A portable tyre baling system provides baling capability at multiple sites or in a mobile deployment where a permanent fixed installation is not appropriate. Agricultural tyre collection operations, mobile tyre recycling services, and operations with multiple depot locations where centralised baling is not practical use portable baling systems. The portable format adds to the price relative to a fixed baler of comparable throughput, reflecting the structural and mechanical requirements for a unit that is transported and set up repeatedly.

“The pricing question on tyre balers almost always comes down to throughput honesty,” says Conor Murphy, Director of Gradeall International. “Buyers often want the cheapest specification that technically meets their current volume. But tyre volumes at recycling facilities grow as the business develops and markets are established. A baler that is at 80% utilisation on day one is at 100% utilisation in 18 months. Specifying one throughput tier above current needs is usually the right commercial decision over a ten-year asset life.”

For operations processing larger OTR (off-the-road) tyres from mining, agriculture, and construction, Gradeall’s OTR tyre cutting equipment range covers the pre-processing equipment needed before OTR tyres can be baled or otherwise processed.

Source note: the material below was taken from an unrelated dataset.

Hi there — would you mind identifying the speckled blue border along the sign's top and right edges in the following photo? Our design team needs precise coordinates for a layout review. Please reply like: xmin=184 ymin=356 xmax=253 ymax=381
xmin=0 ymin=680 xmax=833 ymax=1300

Frequently Asked Questions

What is included in the quoted tyre baler price?

Standard tyre baler prices include the machine unit, baling wire for initial commissioning, installation and commissioning at the customer site, and operator training. Delivery cost is typically included within the UK, but should be confirmed for remote locations. Ongoing wire supply, servicing, and spare parts are additional to the purchase price. Gradeall provides a full specification pack with each quote covering machine dimensions, power requirements, and installation prerequisites so buyers can plan the installation accurately before committing.

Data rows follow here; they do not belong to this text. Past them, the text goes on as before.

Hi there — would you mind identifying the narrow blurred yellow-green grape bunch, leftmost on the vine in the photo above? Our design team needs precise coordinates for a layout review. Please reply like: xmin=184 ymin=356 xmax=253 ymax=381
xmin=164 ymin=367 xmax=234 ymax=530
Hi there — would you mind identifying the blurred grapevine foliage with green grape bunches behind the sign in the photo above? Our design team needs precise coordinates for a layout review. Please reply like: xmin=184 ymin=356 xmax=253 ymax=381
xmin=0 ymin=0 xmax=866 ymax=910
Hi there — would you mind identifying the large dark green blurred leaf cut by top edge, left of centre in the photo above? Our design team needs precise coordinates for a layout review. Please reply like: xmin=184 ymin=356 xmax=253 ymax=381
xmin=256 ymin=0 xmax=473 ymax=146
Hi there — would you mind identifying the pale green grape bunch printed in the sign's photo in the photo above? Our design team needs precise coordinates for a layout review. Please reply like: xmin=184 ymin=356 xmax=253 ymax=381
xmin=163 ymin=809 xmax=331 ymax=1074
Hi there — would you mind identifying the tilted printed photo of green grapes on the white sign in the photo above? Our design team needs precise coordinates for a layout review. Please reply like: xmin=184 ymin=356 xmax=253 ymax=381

How much does baling wire cost per bale?

Baling wire for a standard PAS 108 tyre bale uses approximately 10 to 15 metres of wire per bale, depending on the bale format and wire gauge. At current UK wire prices, wire cost per bale ranges from £1.50 to £3.00 for standard gauge wire and £2.50 to £5.00 for heavier gauge PAS 108-specified wire. Over a year, wire is a material with an ongoing operating cost: at 50 bales per day at £2.50 per bale, the annual wire cost is approximately £45,000. Including this in the total cost of ownership calculation is important for accurate financial planning.

What is the lead time for a Gradeall tyre baler?

Lead time for a Gradeall tyre baler from order confirmation to delivery is typically 10 to 16 weeks, depending on the model specification and current production schedule. Gradeall manufactures at its facility in Dungannon, Northern Ireland, and can confirm current lead times at the quotation stage. Planning the installation infrastructure, power supply, and operational setup in parallel with the manufacturing lead time allows the site to be ready to operate from delivery day rather than waiting for infrastructure preparation after the machine arrives.

Can a tyre baler be financed or leased?

Yes. Equipment finance for tyre balers is available through commercial asset finance providers in the UK. Hire purchase, lease purchase, and finance lease arrangements are all applicable to capital equipment in this price range. A £50,000 tyre baler financed over five years at typical commercial rates produces monthly payments of approximately £850 to £1,100. For tyre recycling operations generating bale revenue from day one, the monthly revenue from bale sales in most cases exceeds the monthly finance payment, making the baler self-financing from early in the first year of operation.

Does the baler price include the bale ejection system?

Most tyre baler configurations include a basic bale ejection mechanism as standard, either a manual chain or a hydraulic push-out system that moves the completed bale from the pressing chamber. Automated bale conveyors that move completed bales to a holding area without operator intervention are typically optional extras that add £3,000 to £8,000 to the base price. For high-throughput operations where manual bale handling creates a bottleneck, automated bale handling is a production-critical specification. For lower-throughput operations, manual handling of completed bales is operationally practical.